Source
Chief Cares and Worries since the Currency Reform
Sample: not specified.
Interviewing dates: nine surveys taken between February and August 1948. (5 pp.)
During the spring of 1948, the cares and worries of the German people were much the same as they had been the first time this question was asked in the first survey. In June 1948, however, when the Western Powers introduced the currency reform, a change occurred in the German situation and consequently in the cares and worries expressed by the public.
Before the currency reform, the most frequently reported chief worry had always been food. Indeed, during the winter and spring of 1948, over half the people in AMZON, two-thirds in Berlin, and three-fourths in Bremen mentioned food among their chief cares and worries. After the currency reform, however, the picture changed markedly in AMZON and Bremen, while in West Berlin, where the blockade was instituted along with the currency reform, the food situation remained serious and 47 per cent of the population was still seriously concerned with it.

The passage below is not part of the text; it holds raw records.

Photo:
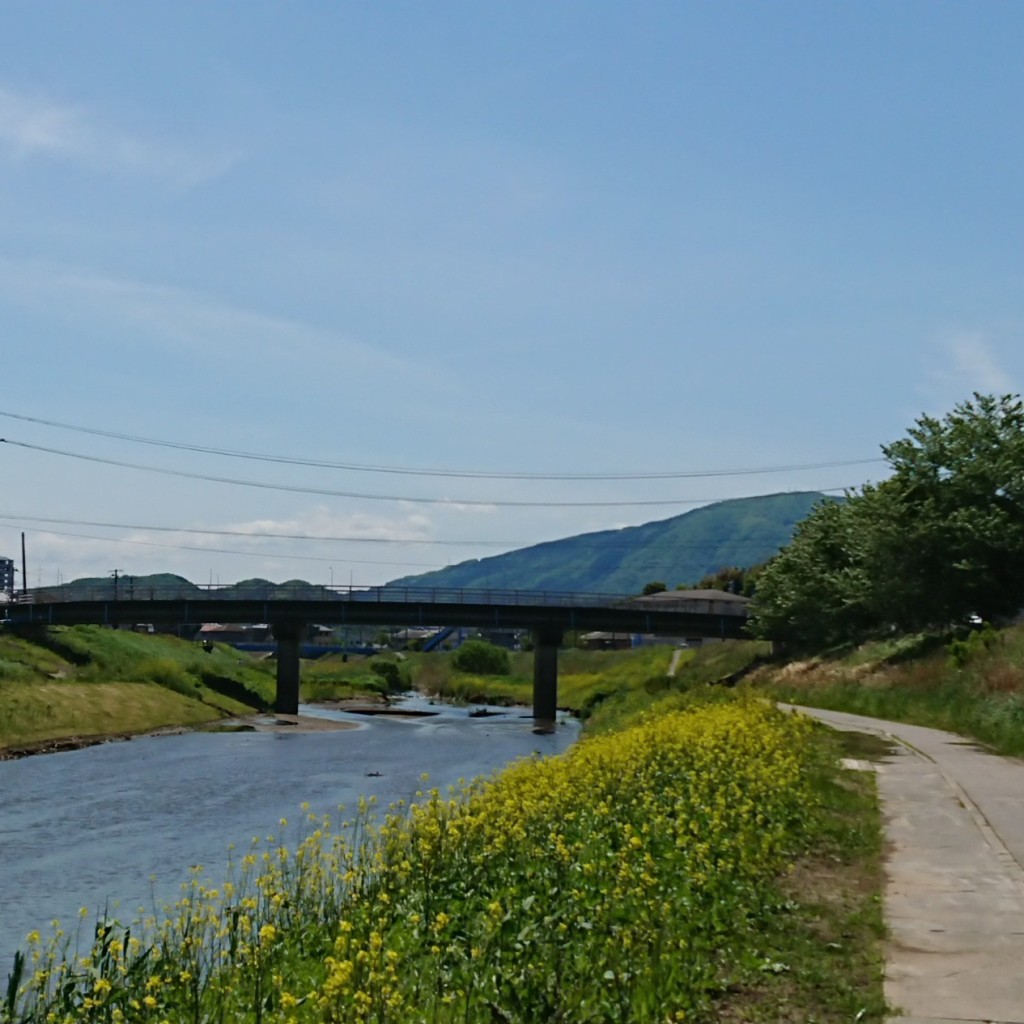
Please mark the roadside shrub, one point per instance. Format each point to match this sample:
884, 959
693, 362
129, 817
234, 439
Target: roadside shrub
482, 657
391, 675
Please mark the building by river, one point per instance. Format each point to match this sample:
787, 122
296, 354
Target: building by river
6, 576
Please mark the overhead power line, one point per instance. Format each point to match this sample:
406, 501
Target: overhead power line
261, 535
462, 473
751, 543
328, 493
230, 551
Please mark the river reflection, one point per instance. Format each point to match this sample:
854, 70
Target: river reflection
92, 827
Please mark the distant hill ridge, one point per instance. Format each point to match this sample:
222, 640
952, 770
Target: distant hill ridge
679, 551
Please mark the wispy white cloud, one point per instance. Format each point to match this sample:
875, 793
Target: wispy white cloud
320, 521
968, 364
32, 127
184, 320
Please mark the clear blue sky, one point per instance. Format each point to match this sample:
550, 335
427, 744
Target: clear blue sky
503, 238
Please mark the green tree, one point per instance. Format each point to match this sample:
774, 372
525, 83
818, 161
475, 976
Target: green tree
482, 657
938, 544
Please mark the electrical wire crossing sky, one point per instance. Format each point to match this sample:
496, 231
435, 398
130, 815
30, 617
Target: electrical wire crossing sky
357, 291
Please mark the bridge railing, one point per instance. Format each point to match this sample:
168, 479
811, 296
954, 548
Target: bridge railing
128, 591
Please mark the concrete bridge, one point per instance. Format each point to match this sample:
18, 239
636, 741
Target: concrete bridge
290, 608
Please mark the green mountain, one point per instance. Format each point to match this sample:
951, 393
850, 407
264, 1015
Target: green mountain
742, 531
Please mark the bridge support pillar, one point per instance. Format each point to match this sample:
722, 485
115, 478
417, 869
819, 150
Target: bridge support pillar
288, 636
546, 643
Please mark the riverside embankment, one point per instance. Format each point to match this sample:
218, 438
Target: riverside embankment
91, 827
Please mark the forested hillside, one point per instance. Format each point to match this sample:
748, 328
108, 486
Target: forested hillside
677, 551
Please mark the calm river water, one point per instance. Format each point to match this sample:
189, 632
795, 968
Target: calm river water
91, 827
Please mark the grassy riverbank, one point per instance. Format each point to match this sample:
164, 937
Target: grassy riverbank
85, 681
706, 863
973, 686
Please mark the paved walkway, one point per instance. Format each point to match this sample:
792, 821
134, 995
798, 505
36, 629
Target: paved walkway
954, 891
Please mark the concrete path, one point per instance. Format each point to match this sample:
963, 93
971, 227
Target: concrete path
954, 891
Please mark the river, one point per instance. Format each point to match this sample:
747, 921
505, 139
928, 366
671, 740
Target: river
118, 825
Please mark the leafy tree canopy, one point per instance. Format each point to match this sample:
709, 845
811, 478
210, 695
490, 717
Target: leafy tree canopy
940, 543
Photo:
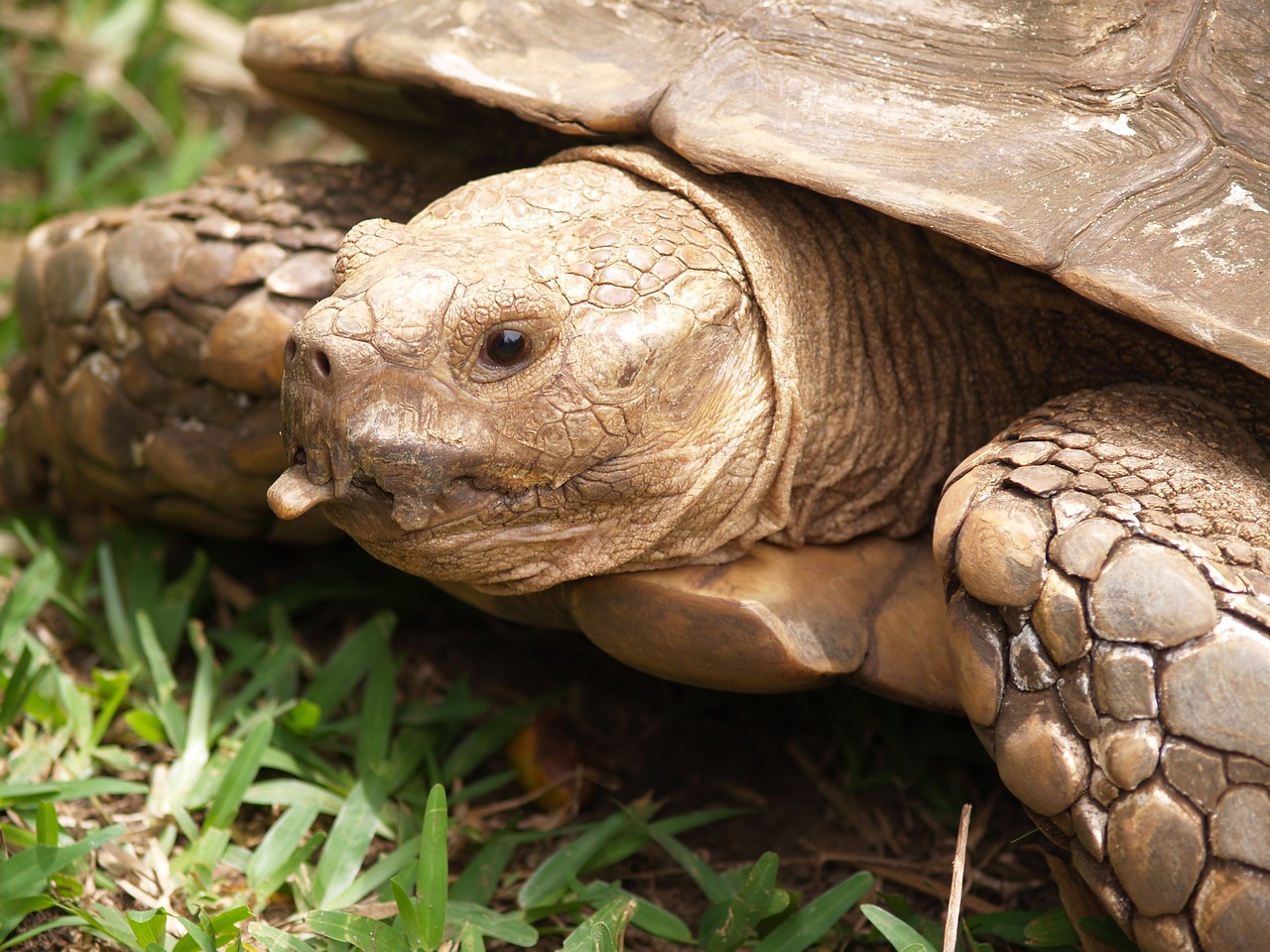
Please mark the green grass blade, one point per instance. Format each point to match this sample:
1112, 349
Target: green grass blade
348, 664
550, 881
58, 791
377, 708
479, 880
602, 930
48, 828
119, 627
497, 925
149, 927
813, 920
276, 851
901, 936
276, 939
33, 589
239, 777
408, 911
747, 907
483, 743
27, 873
710, 883
639, 835
432, 880
358, 930
350, 835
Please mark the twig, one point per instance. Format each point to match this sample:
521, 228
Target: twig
951, 924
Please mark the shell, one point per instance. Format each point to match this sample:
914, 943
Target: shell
1111, 145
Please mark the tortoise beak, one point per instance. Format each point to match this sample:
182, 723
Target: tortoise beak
295, 494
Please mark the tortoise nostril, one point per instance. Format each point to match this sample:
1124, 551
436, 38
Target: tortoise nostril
321, 362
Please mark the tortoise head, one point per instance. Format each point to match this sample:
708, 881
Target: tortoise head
545, 375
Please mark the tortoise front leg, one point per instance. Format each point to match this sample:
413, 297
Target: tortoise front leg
154, 341
1107, 562
869, 611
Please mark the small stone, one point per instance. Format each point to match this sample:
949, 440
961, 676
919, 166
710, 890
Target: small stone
1043, 430
1074, 460
1091, 483
1239, 828
612, 296
1156, 847
257, 447
1102, 883
1001, 549
1040, 480
1246, 770
1121, 502
244, 349
978, 657
1214, 690
1089, 823
1165, 933
254, 263
1060, 619
1040, 757
75, 281
172, 344
1082, 548
1078, 694
1101, 787
204, 268
1124, 682
1030, 669
1232, 909
1132, 485
1151, 593
1076, 440
195, 462
1220, 575
1128, 752
98, 417
143, 259
1194, 771
1071, 508
1255, 610
953, 506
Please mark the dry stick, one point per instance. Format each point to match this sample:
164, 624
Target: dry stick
951, 924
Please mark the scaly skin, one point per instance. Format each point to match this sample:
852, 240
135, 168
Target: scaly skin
761, 362
1096, 683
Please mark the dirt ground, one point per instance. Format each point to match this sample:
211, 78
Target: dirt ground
837, 780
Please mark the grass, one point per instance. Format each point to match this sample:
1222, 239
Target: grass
181, 774
267, 798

During the winter and spring of 1948 clothing and shoes ranked second as an expressed worry, with about four in ten AMZON adults mentioning it. But after the currency reform this figure dropped and by August only eight per cent thought it important enough to mention. In Berlin, however, the drop was only from 32 per cent to 14 per cent.
Fuel was a less pervasive worry but one which showed the same tendency as food and clothing. In Berlin, after dropping to its usual summer low of one or two per cent in late spring, it rose again to one in ten during August.
Although worries over basic necessities tended to decrease after the currency reform to nearly manageable proportions, anxiety over the means of obtaining them skyrocketed. By midsummer, half the AMZON population (48%) said that they had no means of livelihood and by August this figure had risen to 59 per cent.
In all the surveys, a small group of people in AMZON (less than 5%) mentioned concern about the future in general. In West Berlin, however, it rose from about five per cent to 13 per cent in mid-April, dropped again in May and then rose again, remaining relatively high (10% to 14%) during June, July, and August.
Most of the other kinds of cares and worries remained fairly constant: anxiety about prisoners of war and missing persons (6–9%), loss of housing (8–14%), Nazi Party membership (0–2%), health (3–6%), evacuee difficulties (8–9%). The number claiming to have no worry varied from one to five per cent of the AMZON sample.